Written and directed by Alan Robak, Baby Blood focuses on a circus performer named Yanka. After being abused by her lover she flees the circus and sets out on her own. Yanka thinks she is pregnant but soon realizes she is not harboring a baby but instead a snake-like parasite that crawled into her uterus. Yanka must consume large amounts of fresh human blood to keep the parasite alive. But here is the best part: the parasite talks to her. Think Aylmer from Brain Damage, but this parasite is a lot smarter and set on world domination.

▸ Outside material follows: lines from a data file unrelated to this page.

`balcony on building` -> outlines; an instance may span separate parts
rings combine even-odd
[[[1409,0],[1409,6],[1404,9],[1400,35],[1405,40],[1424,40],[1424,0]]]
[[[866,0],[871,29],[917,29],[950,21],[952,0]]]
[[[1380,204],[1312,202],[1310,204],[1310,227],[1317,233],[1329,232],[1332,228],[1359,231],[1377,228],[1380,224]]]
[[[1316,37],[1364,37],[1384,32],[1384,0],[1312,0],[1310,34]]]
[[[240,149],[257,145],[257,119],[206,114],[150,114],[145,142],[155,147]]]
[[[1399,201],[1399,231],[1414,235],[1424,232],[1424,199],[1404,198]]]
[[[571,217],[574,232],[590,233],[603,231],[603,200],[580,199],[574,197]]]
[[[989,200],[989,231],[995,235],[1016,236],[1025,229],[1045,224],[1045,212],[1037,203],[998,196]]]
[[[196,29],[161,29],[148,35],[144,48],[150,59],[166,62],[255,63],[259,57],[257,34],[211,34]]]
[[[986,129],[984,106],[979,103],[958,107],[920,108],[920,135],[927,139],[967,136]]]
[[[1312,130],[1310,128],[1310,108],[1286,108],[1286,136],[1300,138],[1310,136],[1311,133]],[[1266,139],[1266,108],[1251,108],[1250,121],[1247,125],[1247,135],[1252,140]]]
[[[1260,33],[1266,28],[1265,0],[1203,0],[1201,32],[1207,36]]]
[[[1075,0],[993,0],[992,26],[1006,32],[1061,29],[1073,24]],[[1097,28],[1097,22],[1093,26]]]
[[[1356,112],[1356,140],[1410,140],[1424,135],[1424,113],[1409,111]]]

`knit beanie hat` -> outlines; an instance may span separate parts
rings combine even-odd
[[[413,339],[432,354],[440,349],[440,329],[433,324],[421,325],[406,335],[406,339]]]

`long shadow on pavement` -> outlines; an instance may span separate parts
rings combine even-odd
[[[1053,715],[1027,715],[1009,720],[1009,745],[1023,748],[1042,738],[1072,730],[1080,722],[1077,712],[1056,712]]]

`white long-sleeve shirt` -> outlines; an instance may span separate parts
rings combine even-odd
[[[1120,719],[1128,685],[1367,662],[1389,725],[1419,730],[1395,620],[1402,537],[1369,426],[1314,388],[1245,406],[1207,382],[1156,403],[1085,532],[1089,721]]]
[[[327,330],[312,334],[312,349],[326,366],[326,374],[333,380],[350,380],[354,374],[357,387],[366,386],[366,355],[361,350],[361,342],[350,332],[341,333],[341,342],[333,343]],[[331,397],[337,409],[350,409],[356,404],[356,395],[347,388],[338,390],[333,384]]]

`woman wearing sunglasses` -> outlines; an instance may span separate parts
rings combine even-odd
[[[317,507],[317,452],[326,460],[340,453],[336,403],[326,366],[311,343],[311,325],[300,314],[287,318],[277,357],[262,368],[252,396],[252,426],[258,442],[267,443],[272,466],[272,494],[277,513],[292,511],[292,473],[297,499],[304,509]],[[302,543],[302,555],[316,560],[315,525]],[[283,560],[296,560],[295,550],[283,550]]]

Baby Blood is ridiculously gory. Filled with Yanka’s murders and then subsequent blood-lettings, this film fits right in with what we now know as French Extreme. It was even gorier in its original French format. When first released in the USA, the distributors cut some of the more disturbing and bloody sequences, including scenes of naked and pregnant Yanka rolling around in blood, and also a scene of where she has sex with a gent and the parasite takes a bite of his “member”.
But the cut VHS release is by no means the only thing that has kept Baby Blood underground. I would also point a blood-covered finger at the very mature and unpleasant subject matter, which includes (but is not limited to) spousal abuse, a strange discussion on incest and anal sex (cut from early VHS release), a parasite that crawls inside vaginas and discussion on how that is done, and to add to the weirdness, the parasite/baby thing gives the mother orgasms when it moves around. This movie is not going to be everyone’s cup of blood, nor can it be marketed to the horror masses.

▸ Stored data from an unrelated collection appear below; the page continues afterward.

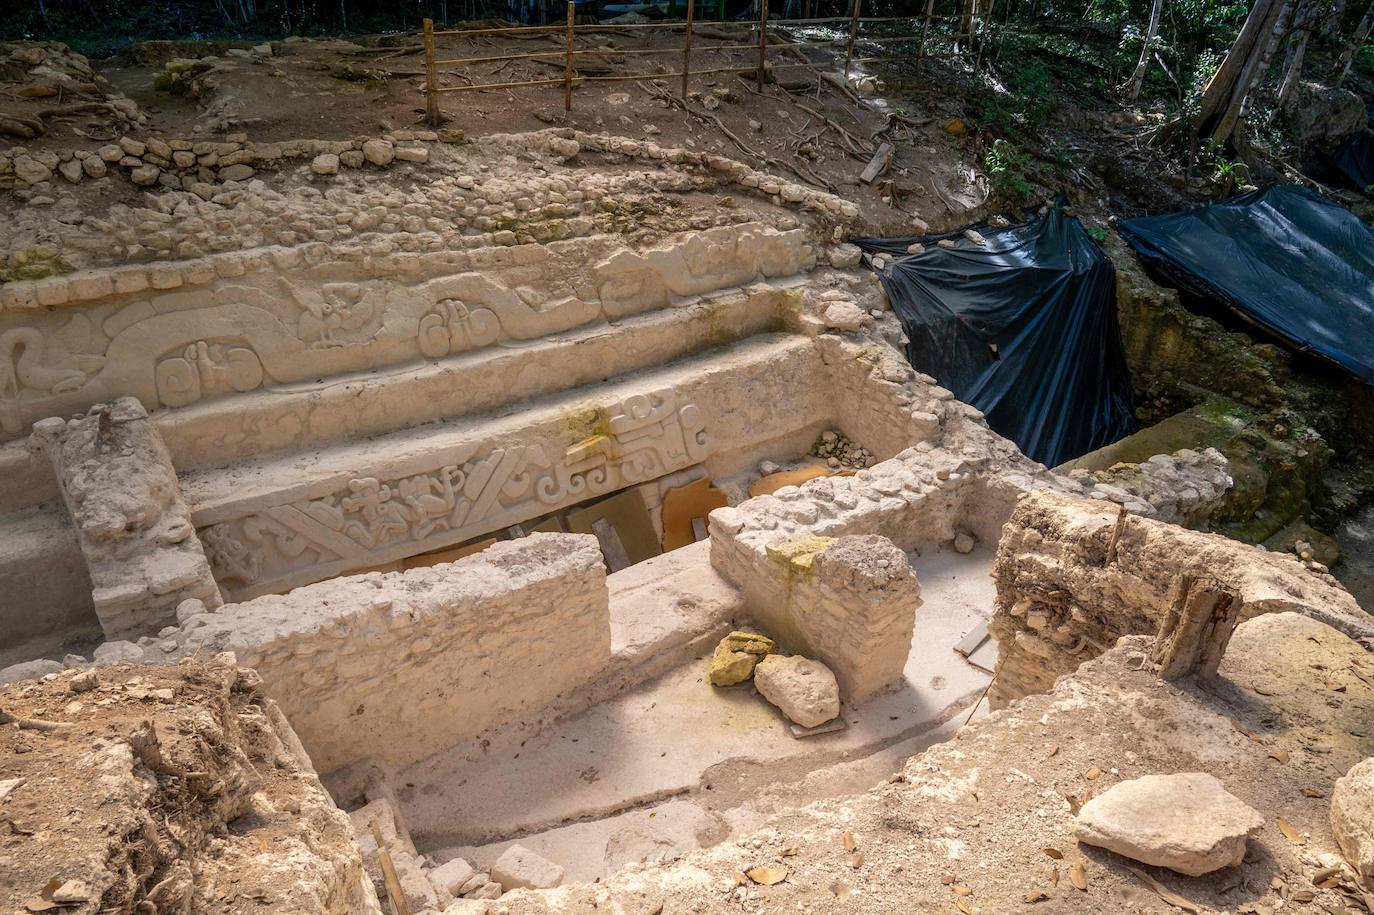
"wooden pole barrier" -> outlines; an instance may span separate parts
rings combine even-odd
[[[859,3],[854,0],[854,9],[849,15],[849,46],[844,52],[844,78],[849,79],[849,64],[854,60],[854,38],[859,34]]]
[[[926,36],[930,34],[930,18],[935,12],[935,0],[926,0],[926,24],[921,27],[921,42],[916,46],[916,64],[926,56]]]
[[[568,0],[568,57],[563,64],[563,110],[572,111],[573,76],[573,25],[576,19],[577,4]]]
[[[425,20],[425,120],[439,126],[439,76],[434,67],[434,20]]]
[[[692,15],[696,0],[687,0],[687,33],[682,42],[682,100],[687,101],[687,78],[692,73]]]
[[[988,26],[992,22],[992,14],[997,7],[997,0],[988,0],[987,12],[983,14],[981,27],[978,29],[978,54],[973,58],[973,72],[978,72],[978,67],[983,63],[983,49],[988,45]]]
[[[768,0],[759,0],[759,91],[763,91],[768,55]]]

Plus, this movie has a lot more larger topics at work here than just the carnage. First, the movie is pumped full of gender issues. While Yanka is taking control of her of life and womanhood, all the men in the film are abusive and rape-y. Then there is the snarky parasite. Unlike Brain Damage’s Alymer, the Baby Blood parasite is not happy simply singing Bing Crosby-esque tunes. This witty parasite spends his time discussing social theory with Yanka, including really heady philosophical discussions on what guides human nature, the implementation and exacerbation of chaos in the world, and the role of God in an inhuman society. Still somehow the parasite’s abstract metaphysical musings always end in a gory and organ/brain covered mess.
Since the VHS release from the early 1990’s is a hatchet job of cuts, I would recommend the DVD. Anchor Bay did a rather limited release of Baby Blood in 2006. Film purists everywhere hated this release because Anchor Bay chose to dub over the original French language. But there is a bright side to this dubbing debauchery: the peevish parasite is voiced by Gary Oldman, who provides a nice dry wit to the blood-sucker. Though many online critics still bitch endlessly about the dubbing, I say if it must be dubbed, at least have Gary Oldman! Baby Blood can be picked up on both Netflix for rental and on Amazon for a reasonable price.
Director Alain Robak followed Baby Blood with a 2008 sequel entitled Lady Blood. This one is actually a hard-to-find film, as I have been trying to locate a copy for months. Blockbuster offers it for rent online, however Netflix does not. So if anyone still sports a Blockbuster membership, check out the sequel and let me know if it is worth my hunt.